An EV charger and a fuel container on a balance

Aurich Lawson | Getty Images

This week, the US Department of Energy and the Environmental Protection Agency have published new fuel efficiency rules that will go into effect in 2026. The rules favor both battery-electric vehicles and also plug-in hybrid EVs, but not to the degree as proposed by each agency last April.

Those would have required automakers to sell four times as many electric vehicles as they do now. This was met with a rare display of solidarity across the industry—automakers, workers, and dealers all called on the White House to slow its approach.

Under the 2023 proposals, the DOE would change the way that Corporate Average Fuel Economy regulations are calculated for model years 2027-2032 (which would take place from partway through calendar-year 2026 until sometime in calendar-year 2031), and the EPA would implement tougher vehicle emissions standards for light- and medium-duty vehicles for the same time period.

Among the changes were a new “petroleum-equivalency factor,” which currently is extremely generous in the way it “converts the measured electrical energy consumption of an electric vehicle into a raw gasoline-equivalent fuel economy value” when determining an automaker’s fleet average.

According to the EPA, the proposed rules were met positively by “environmental and public health NGOs, states, consumer groups,” and EV-only automakers. But many other automakers told the agency that the rules were too ambitious, the EPA’s technical analysis was “overly optimistic,” and worries about supply chains, customer demand, and charging infrastructure delays could all throw big spanners in the works. Labor groups “urged a slower transition” to plug-in vehicles to prevent potential job losses.

What’s changed?

The DOE and EPA have tried to keep everyone happy with the final rules. The revised rules (DOE, EPA) arrive at roughly the same levels of emissions for model-year 2032 as before.

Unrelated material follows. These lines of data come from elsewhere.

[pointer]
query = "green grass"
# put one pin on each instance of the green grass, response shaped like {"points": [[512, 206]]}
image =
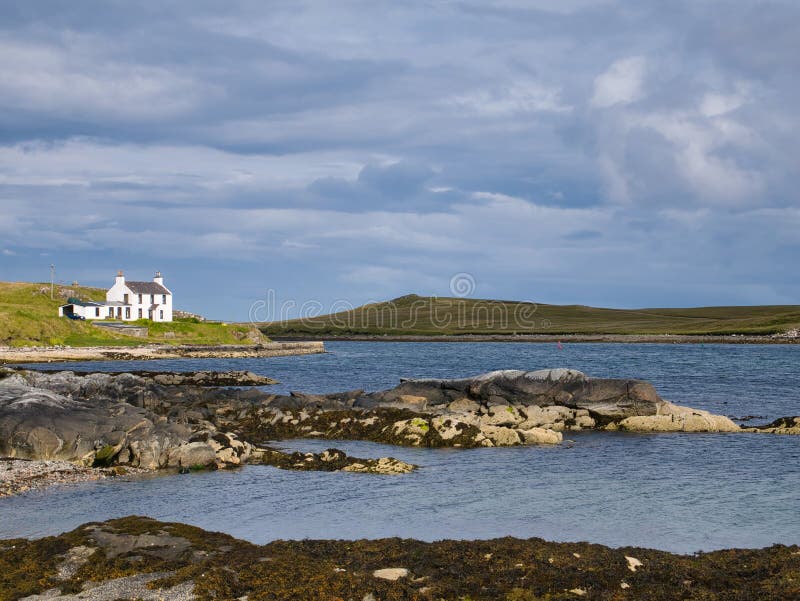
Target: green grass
{"points": [[29, 318], [420, 316]]}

But the way that CAFE used DOE’s formulae gets a bit more complicated, with “a PEF value based on the expected survivability-weighted lifetime mileage schedule of the fleet of vehicles sold during the regulatory period,” and a revised balance of different energy sources used to determine how clean the grid will be for each model year.

Cars will be allowed to emit up to 85 grams of CO2 per mile, light trucks up to 90 CO2 g/mile, for a combined fleet average for light-duty vehicles of 85 CO2 g/mile. And medium-duty vehicles will need to emit less than 245 CO2 g/mile for vans and 290 CO2 g/mile for pickups by 2032.

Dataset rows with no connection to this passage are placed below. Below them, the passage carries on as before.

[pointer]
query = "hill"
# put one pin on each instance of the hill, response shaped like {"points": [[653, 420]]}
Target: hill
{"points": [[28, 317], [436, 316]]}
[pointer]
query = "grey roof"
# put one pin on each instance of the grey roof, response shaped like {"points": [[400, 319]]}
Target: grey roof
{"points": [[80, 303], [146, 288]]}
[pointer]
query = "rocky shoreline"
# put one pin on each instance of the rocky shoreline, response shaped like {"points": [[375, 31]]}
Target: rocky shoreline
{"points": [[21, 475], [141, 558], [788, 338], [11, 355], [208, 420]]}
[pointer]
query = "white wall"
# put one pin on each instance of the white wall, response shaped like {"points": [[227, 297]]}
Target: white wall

One hopefully important change is a decrease in the allowable footprint for light trucks over time. The EPA hopes this will prevent automakers from “upsizing” trucks and SUVs and will emerge unscathed from the 2023 proposed rule.

Although the MY 2032 endpoints are almost in the same places, both DOE and EPA rules give automakers more time to meet them, with less strict goals than before for MY 2027–MY 2031.

In total, the White House says that the final rule will avoid 7.2 billion tons of CO2 emissions through 2055, with $99 billion in net benefits to society.